And I will
sing a lullaby
“Mio salvatore!”
Paul rise, mentre John si faceva da parte per lasciarlo
entrare in una casa in cui l’unico rumore proveniva dal piano di sopra. Ed era
un pianto disperato e inarrestabile di
qualcuno che sembrava pensare fosse arrivata la fine del mondo.
Era il pianto di Julian.
“Non la smette più di piangere, il marmocchio. ” spiegò
John, guardandolo come se l’avrebbe odiato per sempre se avesse deciso di
voltargli le spalle e andarsene, dopo aver udito l’incarnazione della disperazione.
Paul lo osservò così scompigliato: i capelli spettinati
erano la dimostrazione che John aveva più volte ricorso a loro per cercare di
calmare, in primis, se stesso. E poi c’era lo sguardo così perso e confuso, lo
sguardo di chi non aveva più idea di dove sbattere la testa. Di chi aveva
provato e provato e alla fine non era riuscito a combinare nulla.
Paul odiava quello sguardo su John. Perché lui non lo
meritava. Non meritava di sentirsi così. Era difficile guardarlo in quelle
condizioni. Preferiva mille volte guardarlo quando suonavano insieme, quando
sul viso di John non c’era nient’altro che gioia e soddisfazione per qualcosa
che gli riusciva davvero bene.
“Non ti preoccupare.” gli disse tranquillamente.
“È che non sapevo chi chiamare. Mimi è a quella cosa, sai,
quella cosa in chiesa…”
“La messa?”
“Ecco, quella!”
“E Cyn?”
“Beh, lei è a comprare qualcosa per il marmocchio.
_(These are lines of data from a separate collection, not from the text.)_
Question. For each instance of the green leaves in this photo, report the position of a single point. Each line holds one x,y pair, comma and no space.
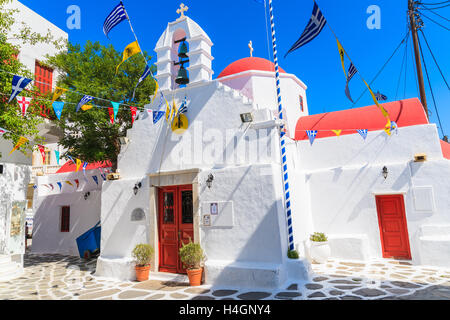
91,70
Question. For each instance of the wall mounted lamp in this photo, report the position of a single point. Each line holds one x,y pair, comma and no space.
137,187
385,172
210,181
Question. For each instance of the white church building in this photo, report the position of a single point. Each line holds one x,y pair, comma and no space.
219,182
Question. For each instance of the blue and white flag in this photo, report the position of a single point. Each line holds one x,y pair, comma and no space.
312,30
147,72
363,133
114,18
18,84
312,134
351,73
380,96
58,106
85,100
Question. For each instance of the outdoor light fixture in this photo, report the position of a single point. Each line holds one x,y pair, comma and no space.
385,172
246,117
209,181
137,187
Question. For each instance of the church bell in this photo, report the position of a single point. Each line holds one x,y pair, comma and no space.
182,77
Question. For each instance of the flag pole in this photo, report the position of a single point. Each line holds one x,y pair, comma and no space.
285,177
Pannolini, latte in polvere… tutte queste cose che di solito fanno i papà, ma,
a quanto pare, io non sono molto bravo a scegliere le cose giuste e quindi ha
deciso di affidare a me la creatura, mentre lei recuperava tutto il necessario.
Ma credo di non essere in grado di fare neanche questo. Che razza di padre non
sa neanche far smettere di piangere suo figlio?”
“Uno che prima di tutto deve imparare a calmare se stesso.”
esclamò Paul e poi gli si avvicinò.
Appoggiò un mano sul suo cuore, ascoltando il ritmo che era
uno dei più frenetici che avesse mai udito. E da così vicino poté sentire il
suo respiro, breve e superficiale, decisamente poco funzionale per chi come
John aveva bisogno di rilassarsi.
“Ma guardati, John, sei un disastro! Hai il cuore a mille.
Ci credo che non riesci a calmare Jules.”
John aggrottò la fronte: “Ehi, sei venuto per aiutarmi o
per rimproverarmi come Cyn?”
“Sono qui per aiutarti, idiota. E ora vai in cucina e fatti
una camomilla, mentre mi occupo del pupo. E non salire fino a che questo …- e lo punzecchiò sul torace, a
livello del cuore -… non sarà tornato ad un ritmo accettabile.”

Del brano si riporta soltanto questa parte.